Albüm Kritik 455 (Naglfar / Cerecloth)

Bu yıl çıkan albümler birikmeye başladı iyice. Ben çok yavaş kaldım bu konuda farkındayım. Fakat farklı bir projeye başladım ve yakın zamanda bu siteye içerik üretmeyi sonlandıracağım. Bu ne zaman olacak bilmiyorum. O zaman gelene kadar biraz daha buralarda olacağım. Black Metal albümlerini sizler için sıralamaya devam ediyorum. Bir süre hiç Black Metal albümü yazmadığım için buraya, son zamanlarda biriken Black Metal albümlerini birer birer buraya kaydediyorum işte. Genel olarak orta halli bir tat alıyorum bu yılki Black Metal albümlerinden. Elbette daha çok az bir kısmını dinledim. Fakat dinlediklerim arasında çok azı benim aklımı başımdan aldı. Geri kalan albümlerin hepsi aynı standardı koruyor ve çok da farklı şeyler sunmuyorlar ne yazık ki. Bugün ise İsveç’e gidiyor ve köklü Black Metal gruplarından birisi olan “Naglfar”ın bu yıl bizlerin huzuruna sunduğu “Cerecloth” adlı albümlerinin derinliklerine dalıyoruz ve de insan nefretimizi körüklüyoruz!

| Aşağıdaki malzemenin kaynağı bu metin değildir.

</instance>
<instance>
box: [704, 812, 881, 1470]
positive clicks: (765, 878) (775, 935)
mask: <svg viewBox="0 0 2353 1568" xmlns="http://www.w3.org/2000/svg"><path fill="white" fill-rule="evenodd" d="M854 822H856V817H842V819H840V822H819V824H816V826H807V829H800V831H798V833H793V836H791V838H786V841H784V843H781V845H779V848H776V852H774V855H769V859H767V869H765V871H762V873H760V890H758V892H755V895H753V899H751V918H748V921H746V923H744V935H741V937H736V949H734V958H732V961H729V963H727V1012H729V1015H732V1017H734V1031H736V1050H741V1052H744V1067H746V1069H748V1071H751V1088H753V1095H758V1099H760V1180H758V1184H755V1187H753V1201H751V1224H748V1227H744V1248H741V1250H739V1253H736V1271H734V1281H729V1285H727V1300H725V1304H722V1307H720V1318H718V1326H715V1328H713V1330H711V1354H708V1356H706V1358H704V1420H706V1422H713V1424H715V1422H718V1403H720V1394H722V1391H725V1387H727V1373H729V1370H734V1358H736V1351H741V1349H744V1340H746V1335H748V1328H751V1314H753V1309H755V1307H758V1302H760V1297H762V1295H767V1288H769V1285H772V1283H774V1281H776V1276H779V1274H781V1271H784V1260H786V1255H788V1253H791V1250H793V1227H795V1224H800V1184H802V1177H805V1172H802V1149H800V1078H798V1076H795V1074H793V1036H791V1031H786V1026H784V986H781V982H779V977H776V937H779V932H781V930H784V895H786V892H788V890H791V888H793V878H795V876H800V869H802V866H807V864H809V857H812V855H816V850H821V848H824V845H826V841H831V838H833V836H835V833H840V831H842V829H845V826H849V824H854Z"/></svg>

Herhalde Black Metal’in şeytan seviciliğinden ve onun ilahi kudretini konu alan temalarından sonraki en popüler konusu “Misanthropy” yani insan düşmanlığıdır. Günümüzde daha çok Melodik Black Metal gruplarının teması oluyor insan düşmanlığı. Felsefi yaklaşımlar ile albümlerini oluşturmak isteyen bu türdeki birçok grubun vazgeçilmez konusu oluyor. Bunun en büyük nedeni ise insan gözlemlerinin iyi bir şekilde yapılması sanırım. Çünkü günümüzde belirli bir entelektüel seviyeye ulaşmış birçok kişide bu duygu vardır. İnsan düşmanlığı bana göre zihni çalışan herkesin içinde bulundurduğu bir duygudur. Zira çoğu insan artık kötücül bir yaşam formundan başka bir şey değildir. Naglfar da işte bu temayı kullanan en etkili gruplardan birisidir. Ben, Naglfar ismini çok önceden biliyor olsam da bu zamana kadar hiçbir albümlerini siteye yazma şerefine nail olamadım. Bunun sebebini bilmiyorum ama sonuçta bugün bu işi de halletmiş oldum.

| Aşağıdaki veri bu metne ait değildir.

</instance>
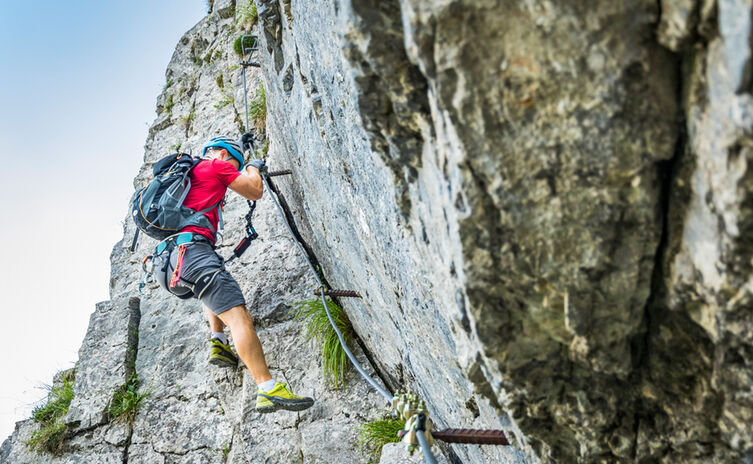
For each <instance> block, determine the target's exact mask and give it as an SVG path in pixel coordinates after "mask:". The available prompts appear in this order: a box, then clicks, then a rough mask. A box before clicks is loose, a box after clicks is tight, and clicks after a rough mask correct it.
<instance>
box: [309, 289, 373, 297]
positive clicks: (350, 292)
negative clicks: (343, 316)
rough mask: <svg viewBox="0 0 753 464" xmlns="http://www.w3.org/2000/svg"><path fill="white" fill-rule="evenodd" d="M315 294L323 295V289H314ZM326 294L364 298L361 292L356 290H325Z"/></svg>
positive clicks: (332, 295)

Cerecloth'u dinlediğim süre boyunca genellikle olumlu izlenimler bıraktı bende. Gayet iyi bir şekilde dozu ayarlanmış ve güzel güzel kendisini dinlettirebilen bir Melodic Black Metal albümü olmuş. Elbette birkaç şarkıda sıradan riffler ve melodiler duyuyorsunuz. Fakat safkan bir Black Metal albümüne nazaran bu oran çok düşük. Bir önceki albüm değerlendirme yazısında da bundan söz etmiştim. Özgünlük konusu özellikle old-school Black Metal türünü icra edenler için bitmiş ya da sınıra dayanmış durumdadır. Cerecloth ise Melodik Black Metal albümü olduğu için kendisini bu durumdan sıyırabiliyor. Yazılan riffleri genel olarak beğendim. Özellikle melodik partisyonlar ile çok iyi bir sentez oluşturmuşlar ve gayet iyi bir şekilde kulaklarınızda yankılanıyorlar. Dediğim gibi bazı şarkılarda bu durumun dışına çıkılıyor olsa da albümü bütünsel olarak ele aldığımızda gayet başarılı bir işin ortaya konduğunu gönül rahatlığı ile söyleyebilirim. Albüm prodüksiyon açısından da herhangi bir olumsuzluğa sahip değil. Gayet iyi bir sounda sahip şarkılar dinliyorsunuz. Albümde bana göre en olmayan şey gitar soloları olmuş. Bence onlara hiç gerek yokmuş. Onun yerine daha fazla melodik partisyonlar eklenerek şarkılar daha da iyi olabilirmiş. Şarkıları seslendiren “Kristoffer W. Olivius”un sesini de yeterli buldum. Birçok brutal vokal performansı sergileyen abilerle aynı ses aralığına sahip.


Cerecloth, bu yıl içinde çıkan eli yüzü düzgün albümlerden birisi olmuş. Eli yüzü düzgün Black Metal albümlerinden birisi olmuş. Dinleyeni mutsuz etmez ve güzel zaman geçirtir. Ben dinlerken keyif aldım. Mükemmel bir albüm olmasa da “iyi albüm” kategorisinde yer aldığı da su götürmez bir gerçek. Görüşmek üzere, hoşça kalın!